We have looked at the issue of collisions between boats and, while that is very important, the thing we are most likely to hit -- especially with the low lake levels -- is the lake bottom or things attached to the bottom.
Our lake now provides us with great opportunity to "go aground," and the prudent boater will take extra precautions to reject this opportunity.
There is an old saw that there are just two kinds of boaters -- those who have gone aground and those who will. While that might be true, there are some ways to prevent grounding, and then there are some ways to recover.
FIRST, PREVENTION. We need to pay attention to the environment -- lake levels and where the shallow areas and protrusions (trees, rocks and shallows) are located. Local knowledge is king. Ask other boaters what they have found and then mark your chart accordingly. When you discover danger areas, mark them and report your observations to your marina and fellow boaters.
If you do not have a depth finder, get one. These inexpensive (compared to the damage of grounding) instruments are very accurate. You need to know what parts of your boat extend below the depth finder's sensor.
For instance, on my boat, which draws one foot, the sensor is on the rear bottom. My outboard extends down another foot. I now know what the depth is from my sensor to the bottom; the actual depth of the water will be one foot more. I also know that, as far as my boat is concerned, I need to plan on the depth being one foot less that the depth finder reading due to my propeller's depth.
Most depth finders also depict trees on the bottom. Right now, this is vital information.
Keep a good lookout. Have someone dedicated to looking at the water directly ahead of the boat. Often the use of polarized sunglasses and binoculars is helpful. To make the lookout effective, drive slowly.
Be aware of the aids to navigation (ATONs). Stay in the channel. If you are boating on the northern part of the lake, stay really close to the mid-channel markers (white buoys with black vertical strips). Also be aware that they are sometimes off station due to winds or broken anchors. If it doesn't look right, it probably isn't, so a very slow speed might be called for. Remember, you are now an explorer into an undefined environment.
No matter what you do, you still might run aground or hit a submerged object. If that happens, come to a stop -- if you haven't already done that the hard way. Next, have everyone put on their life jacket. Then examine your hull and the engine lower unit(s) for damage.
SECOND, HOW TO RECOVER . If you are truly stuck, here are some maneuvers that can help:
- Find out what part of the boat is stuck. If it is the engine, raise it and see what that does. You then might have to get out and push the boat away from whatever you are grounded on, and then restart your engine.
- If the bow is stuck, move everyone to the stern, thus raising the bow. The reverse works if the stern is stuck.
- Ask for help by radio, cell phone or hand signal. A good pull, either forward or astern, might solve the problem.
In any event, there are two things not to do. Don't panic. Unless your boat is taking on water, you are probably safe and can await help. Second, do not try to swim to shore unless it is close. (You might be able to just walk to shore with our lake like it is.)

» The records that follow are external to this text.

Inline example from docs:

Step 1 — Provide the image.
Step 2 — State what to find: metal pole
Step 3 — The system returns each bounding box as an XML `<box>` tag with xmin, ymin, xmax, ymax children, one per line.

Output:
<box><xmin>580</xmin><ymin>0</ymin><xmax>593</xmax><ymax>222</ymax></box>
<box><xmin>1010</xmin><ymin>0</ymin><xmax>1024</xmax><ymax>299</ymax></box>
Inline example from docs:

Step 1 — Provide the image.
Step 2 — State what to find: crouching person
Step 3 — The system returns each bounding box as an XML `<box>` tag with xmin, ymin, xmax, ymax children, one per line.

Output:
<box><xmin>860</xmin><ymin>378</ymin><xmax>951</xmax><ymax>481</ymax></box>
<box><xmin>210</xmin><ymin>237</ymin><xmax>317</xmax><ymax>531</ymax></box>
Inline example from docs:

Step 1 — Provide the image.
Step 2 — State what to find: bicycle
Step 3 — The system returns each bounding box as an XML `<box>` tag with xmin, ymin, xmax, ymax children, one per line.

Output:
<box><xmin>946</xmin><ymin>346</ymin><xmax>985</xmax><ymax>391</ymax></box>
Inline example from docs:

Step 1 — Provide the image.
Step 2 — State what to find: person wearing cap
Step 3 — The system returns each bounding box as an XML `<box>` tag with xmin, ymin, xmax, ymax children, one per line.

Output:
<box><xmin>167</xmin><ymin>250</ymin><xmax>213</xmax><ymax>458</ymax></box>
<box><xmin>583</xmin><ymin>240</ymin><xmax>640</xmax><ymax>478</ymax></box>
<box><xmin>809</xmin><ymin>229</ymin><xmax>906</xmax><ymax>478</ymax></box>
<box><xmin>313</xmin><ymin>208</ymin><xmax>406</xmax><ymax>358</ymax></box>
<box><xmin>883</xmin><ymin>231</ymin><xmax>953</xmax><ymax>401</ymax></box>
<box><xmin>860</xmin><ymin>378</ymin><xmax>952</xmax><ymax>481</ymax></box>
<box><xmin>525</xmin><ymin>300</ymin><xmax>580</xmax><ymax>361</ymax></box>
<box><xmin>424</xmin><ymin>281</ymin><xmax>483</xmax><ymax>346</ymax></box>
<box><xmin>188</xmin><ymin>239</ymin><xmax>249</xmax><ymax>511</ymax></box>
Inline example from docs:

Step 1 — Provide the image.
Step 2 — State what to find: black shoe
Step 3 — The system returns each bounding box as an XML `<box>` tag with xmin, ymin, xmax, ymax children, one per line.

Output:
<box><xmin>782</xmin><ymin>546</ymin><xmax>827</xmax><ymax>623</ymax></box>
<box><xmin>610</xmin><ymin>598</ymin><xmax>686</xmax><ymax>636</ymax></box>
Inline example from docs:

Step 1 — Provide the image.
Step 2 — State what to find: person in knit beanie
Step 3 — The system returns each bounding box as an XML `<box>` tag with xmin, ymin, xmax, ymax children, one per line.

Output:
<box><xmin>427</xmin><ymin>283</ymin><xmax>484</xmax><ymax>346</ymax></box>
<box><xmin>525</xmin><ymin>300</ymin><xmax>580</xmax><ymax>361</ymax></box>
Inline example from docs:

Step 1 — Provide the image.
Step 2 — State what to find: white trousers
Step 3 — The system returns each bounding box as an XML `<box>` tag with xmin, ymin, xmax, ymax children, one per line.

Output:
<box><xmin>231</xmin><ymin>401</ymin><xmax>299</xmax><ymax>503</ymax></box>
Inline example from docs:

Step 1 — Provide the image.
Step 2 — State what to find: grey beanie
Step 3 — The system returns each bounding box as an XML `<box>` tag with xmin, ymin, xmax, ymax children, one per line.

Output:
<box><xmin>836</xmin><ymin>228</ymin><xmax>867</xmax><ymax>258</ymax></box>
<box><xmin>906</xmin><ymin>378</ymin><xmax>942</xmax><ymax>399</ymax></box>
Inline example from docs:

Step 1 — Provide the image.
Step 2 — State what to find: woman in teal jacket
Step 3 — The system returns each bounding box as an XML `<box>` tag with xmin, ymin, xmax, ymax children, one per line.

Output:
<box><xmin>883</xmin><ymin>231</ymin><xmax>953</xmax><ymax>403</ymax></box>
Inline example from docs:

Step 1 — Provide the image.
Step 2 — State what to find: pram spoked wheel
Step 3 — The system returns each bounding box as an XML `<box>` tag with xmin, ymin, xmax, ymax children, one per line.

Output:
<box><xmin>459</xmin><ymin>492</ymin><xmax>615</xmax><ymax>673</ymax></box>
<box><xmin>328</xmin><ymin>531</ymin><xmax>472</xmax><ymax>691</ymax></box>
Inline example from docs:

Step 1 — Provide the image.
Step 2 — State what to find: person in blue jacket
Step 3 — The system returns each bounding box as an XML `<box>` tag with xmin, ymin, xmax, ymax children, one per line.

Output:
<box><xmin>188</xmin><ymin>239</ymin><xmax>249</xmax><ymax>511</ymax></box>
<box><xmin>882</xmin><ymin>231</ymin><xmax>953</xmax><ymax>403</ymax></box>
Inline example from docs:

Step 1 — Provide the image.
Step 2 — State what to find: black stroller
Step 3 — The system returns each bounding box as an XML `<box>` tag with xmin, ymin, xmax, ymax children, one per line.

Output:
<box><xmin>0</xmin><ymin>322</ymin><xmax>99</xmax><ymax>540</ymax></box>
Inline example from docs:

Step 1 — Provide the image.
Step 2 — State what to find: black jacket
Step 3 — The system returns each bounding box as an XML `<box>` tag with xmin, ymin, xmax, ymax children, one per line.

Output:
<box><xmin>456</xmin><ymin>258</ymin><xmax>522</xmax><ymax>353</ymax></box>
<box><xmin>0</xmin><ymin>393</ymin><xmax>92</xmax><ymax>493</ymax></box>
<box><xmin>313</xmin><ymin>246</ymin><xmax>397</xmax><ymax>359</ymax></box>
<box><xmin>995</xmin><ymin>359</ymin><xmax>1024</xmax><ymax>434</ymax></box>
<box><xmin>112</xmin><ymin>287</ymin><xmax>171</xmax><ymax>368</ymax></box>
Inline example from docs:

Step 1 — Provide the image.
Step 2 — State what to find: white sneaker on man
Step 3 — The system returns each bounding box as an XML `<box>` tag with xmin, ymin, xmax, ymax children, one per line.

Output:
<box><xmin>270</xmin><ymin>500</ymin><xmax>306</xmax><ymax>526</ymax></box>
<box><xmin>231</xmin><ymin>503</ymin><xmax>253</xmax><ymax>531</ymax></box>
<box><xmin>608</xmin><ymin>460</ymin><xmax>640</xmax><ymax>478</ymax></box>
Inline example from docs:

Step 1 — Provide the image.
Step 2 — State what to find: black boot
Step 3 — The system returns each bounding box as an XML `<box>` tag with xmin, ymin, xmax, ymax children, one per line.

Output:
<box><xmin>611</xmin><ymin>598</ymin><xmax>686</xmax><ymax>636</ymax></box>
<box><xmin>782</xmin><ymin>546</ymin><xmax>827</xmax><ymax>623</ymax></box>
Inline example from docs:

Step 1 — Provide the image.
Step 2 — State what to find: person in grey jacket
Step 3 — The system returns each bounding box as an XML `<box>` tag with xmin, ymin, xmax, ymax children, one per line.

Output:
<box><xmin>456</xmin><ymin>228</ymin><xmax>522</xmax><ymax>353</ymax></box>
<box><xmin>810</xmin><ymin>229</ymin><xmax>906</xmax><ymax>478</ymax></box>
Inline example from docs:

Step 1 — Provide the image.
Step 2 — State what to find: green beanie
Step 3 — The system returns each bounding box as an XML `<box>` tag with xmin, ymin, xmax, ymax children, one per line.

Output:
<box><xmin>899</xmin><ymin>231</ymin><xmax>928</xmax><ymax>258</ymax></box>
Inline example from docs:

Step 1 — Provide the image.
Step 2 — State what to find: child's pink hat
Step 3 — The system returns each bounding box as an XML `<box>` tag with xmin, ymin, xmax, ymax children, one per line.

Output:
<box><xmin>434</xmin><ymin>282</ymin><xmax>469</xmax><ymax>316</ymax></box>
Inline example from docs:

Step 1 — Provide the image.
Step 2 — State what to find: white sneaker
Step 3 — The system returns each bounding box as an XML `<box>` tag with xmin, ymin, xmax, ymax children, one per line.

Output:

On Sept. 28, Coast Guard Auxiliary Coxswain Carl Dearmin and crew did an ATON inspection patrol from Hickory Knob Park to the Russell Dam. Things are not good. Above buoy 130, the buoy system is unreliable due to the wrong location of many of the buoys. The most extreme condition was that buoy 113 is six miles off- station.
Due to budget cuts, it is unlikely the Corps of Engineers will be able to restore the system in the near future. When they do, we will let you know.
The patrol also found many new sandbars, hills and trees broaching the surface or just below the surface.
Make no mistake about it. Our lake is still a paradise and the prudent boater can still find much enjoyment -- but the key word is prudent.